Ce dont il s’agit, c’est de découvrir à l’écoute de Jésus ce que Dieu attend nous, et d’abord savoir qu’il nous renvoie libres, pour un service qui sera ce qu’il sera. En dehors de cela, quoi que nous fassions, quelque agitation qui nous remue, ne fait, au mieux,… que nous remuer, précisément.

L'obéissance ne consiste pas à faire pour faire — mais d’abord à écouter, à découvrir dans le calme ce que à quoi nous sommes appelés, sous peine de faire peut-être des choses utiles, apparemment, mais qu'un autre fera mieux, parce que c'est la tâche qui lui a été dévolue, parce qu'il connaît mieux le problème, etc. Sous peine aussi, plus grave, de faire éventuellement des dégâts.

Il nous est demandé de nous considérer comme des serviteurs inutiles ? C’est que le péché est aussi ce que nous commettons en nous agitant sans qu'on nous l'ait demandé. Et si cette agitation dont nous nous octroyons la responsabilité ne nous a pas été demandée, c'est peut-être aussi pour cela. Que de dégâts peut-on faire en faisant ce que Dieu ne nous demande pas — et toujours, c'est le comble, avec illusion de bonne conscience, puisqu'il est toujours bien vu de s'agiter dans le travail.

Nous ne sommes vraiment nous-mêmes que face à Dieu. Et dans son regard seul, ce regard que nous porte Jésus, nous savons ce que Dieu attend de nous.

Il est certaines choses, auxquelles nous sommes appelés, et qui ne sont peut-être pas celles pour lesquelles on croit bon, non seulement de s’agiter, mais aussi, pour ajouter à une supposée bonne conscience, de critiquer ceux qui ne font pas de même.

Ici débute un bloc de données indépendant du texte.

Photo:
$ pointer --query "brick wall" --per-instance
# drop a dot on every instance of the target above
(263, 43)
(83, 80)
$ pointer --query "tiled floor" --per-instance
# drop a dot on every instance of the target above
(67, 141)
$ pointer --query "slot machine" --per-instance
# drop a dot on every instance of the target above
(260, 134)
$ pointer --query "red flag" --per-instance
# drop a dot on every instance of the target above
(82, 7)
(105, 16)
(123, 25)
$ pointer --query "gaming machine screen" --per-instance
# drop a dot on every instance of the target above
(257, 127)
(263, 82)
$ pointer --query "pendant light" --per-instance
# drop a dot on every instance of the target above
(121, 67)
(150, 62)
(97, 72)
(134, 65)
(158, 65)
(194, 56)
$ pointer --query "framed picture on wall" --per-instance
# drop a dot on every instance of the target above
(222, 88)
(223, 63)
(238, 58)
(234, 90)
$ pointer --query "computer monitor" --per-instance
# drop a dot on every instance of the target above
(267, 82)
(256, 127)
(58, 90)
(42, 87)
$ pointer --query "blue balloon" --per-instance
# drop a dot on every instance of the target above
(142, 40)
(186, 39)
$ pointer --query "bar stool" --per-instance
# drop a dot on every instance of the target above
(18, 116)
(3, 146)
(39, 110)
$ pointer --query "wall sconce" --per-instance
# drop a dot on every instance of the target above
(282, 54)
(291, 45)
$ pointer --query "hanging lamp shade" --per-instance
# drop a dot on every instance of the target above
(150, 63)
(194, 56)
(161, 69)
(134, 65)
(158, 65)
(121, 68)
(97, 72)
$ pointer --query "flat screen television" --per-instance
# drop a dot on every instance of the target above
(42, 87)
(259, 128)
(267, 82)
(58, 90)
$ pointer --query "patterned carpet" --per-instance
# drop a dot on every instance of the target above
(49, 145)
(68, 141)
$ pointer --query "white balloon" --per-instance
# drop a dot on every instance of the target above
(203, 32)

Ces véritables choses qui nous sont demandées, nous sont dévoilées à travers notre écoute de ce qu'enseigne l'Evangile. A nous de nous mettre à son écoute et de le découvrir.

C'est en sa liberté intérieure, établie sur le regard dont il sait par le Christ que Dieu le porte sur lui, que le chrétien/ne, serviteur inutile, fonde son pouvoir de servir autrui, en considérant en son prochain sa dignité d'être semblable au Christ qui le libère : « si le Fils vous rend libres, vous serez réellement libres » (Jean 8, 36).